To many business executives, marketing mix models remain shrouded in mystery. There are many advertising agencies and market research companies, plus countless online media firms, which promote their particular marketing mix model in an effort to support marketing decision makers. However, there is a remarkable lack of universally accepted and standardized methods that marketing practitioners can draw upon. In fact, performing a search for books on Amazon.com regarding “marketing mix models” yields only three relevant titles and, as it turns out, they are mostly geared towards an academic audience. In contrast to the sparse array of books, there is no shortage of academic papers on all aspects of marketing mix modeling and optimization. Without doubt, many of these peer-reviewed journal articles have progressed the field of marketing science, but the often abstract nature of the proposed methods keep them far removed from practical implementation.

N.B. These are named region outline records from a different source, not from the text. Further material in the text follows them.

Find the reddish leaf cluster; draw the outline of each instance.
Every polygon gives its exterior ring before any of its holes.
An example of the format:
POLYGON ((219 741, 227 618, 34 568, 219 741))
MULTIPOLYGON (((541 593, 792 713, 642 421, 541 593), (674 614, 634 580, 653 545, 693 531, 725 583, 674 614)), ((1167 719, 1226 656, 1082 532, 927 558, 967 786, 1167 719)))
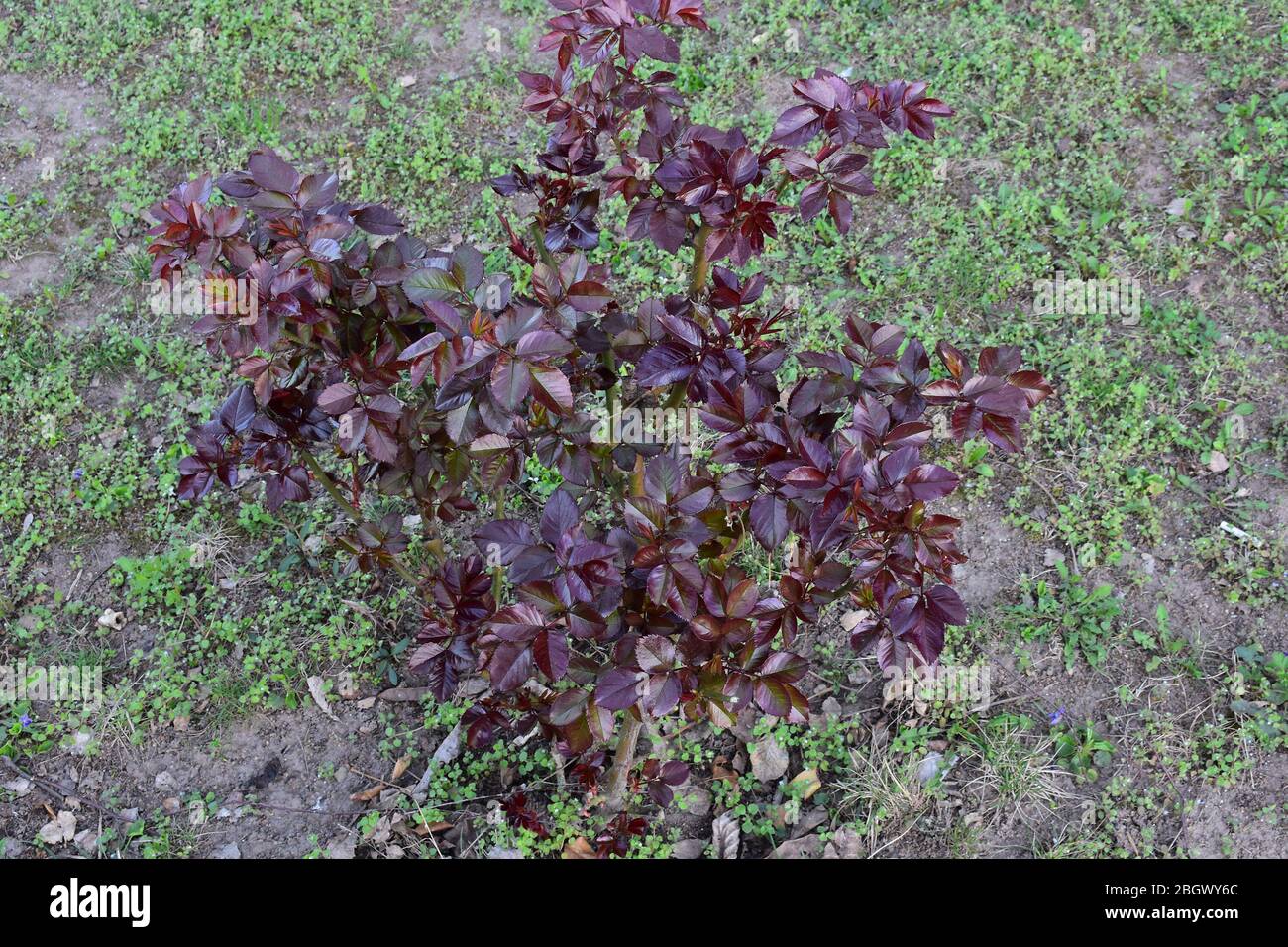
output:
MULTIPOLYGON (((886 131, 931 139, 952 115, 923 84, 818 71, 753 146, 739 129, 690 124, 674 73, 641 68, 677 61, 671 27, 706 28, 699 0, 554 5, 541 46, 555 70, 520 75, 524 108, 550 125, 541 170, 495 183, 536 198, 527 228, 502 216, 528 294, 488 274, 477 250, 430 251, 388 209, 340 202, 334 175, 301 175, 267 149, 218 182, 234 207, 210 204, 209 179, 157 205, 151 250, 160 278, 194 265, 254 280, 259 300, 254 318, 198 322, 249 384, 192 434, 180 497, 250 466, 269 506, 305 500, 325 452, 348 468, 325 486, 358 519, 341 540, 350 564, 371 568, 398 564, 407 537, 397 517, 363 519, 368 491, 412 499, 428 526, 502 499, 529 456, 558 470, 544 509, 484 523, 480 555, 422 582, 411 665, 440 700, 487 678, 462 722, 471 745, 540 725, 581 755, 574 773, 592 785, 594 747, 618 711, 805 719, 808 662, 793 647, 831 603, 862 609, 853 644, 882 665, 934 662, 945 626, 965 621, 952 588, 965 557, 958 521, 929 509, 958 478, 927 452, 927 411, 944 410, 957 441, 1014 451, 1051 389, 1012 348, 984 349, 971 370, 940 344, 949 378, 933 380, 920 341, 857 317, 841 348, 790 353, 777 331, 788 311, 762 303, 762 274, 708 276, 714 260, 761 253, 788 201, 806 220, 826 207, 846 231, 851 198, 873 193, 859 149, 884 147, 886 131), (630 206, 629 237, 693 246, 688 294, 629 301, 587 262, 614 197, 630 206), (790 354, 800 372, 783 389, 790 354), (719 435, 710 461, 595 438, 605 398, 697 407, 719 435), (773 588, 739 568, 752 541, 788 553, 773 588)), ((643 780, 662 801, 683 776, 653 763, 643 780)), ((532 827, 528 812, 507 805, 532 827)), ((618 828, 605 850, 630 834, 618 828)))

Given this lack of textbook references in this field, plus the fairly inaccessible nature of the academic literature, decision makers have to rely almost exclusively on the persuasion skills of research vendors and consultants in determining the validity of any proposed marketing mix model.
Marketing models based on Bayesian networks are not automatically a solution to this quandary, but their inherently visual nature plus their computational transparency make them much more accessible to a broad range of stakeholders. To interpret and validate a Bayesian network requires, most importantly, a “common-sense” understanding of the domain and not necessarily a degree in statistics.
It is our objective to use the framework of Bayesian networks, plus the features of the BayesiaLab software package, to create sound marketing mix models that can be implemented by many and interpreted by all. More specifically, we will focus on how to optimize marketing mix models with BayesiaLab’s algorithms and to derive policy recommendations for decision makers.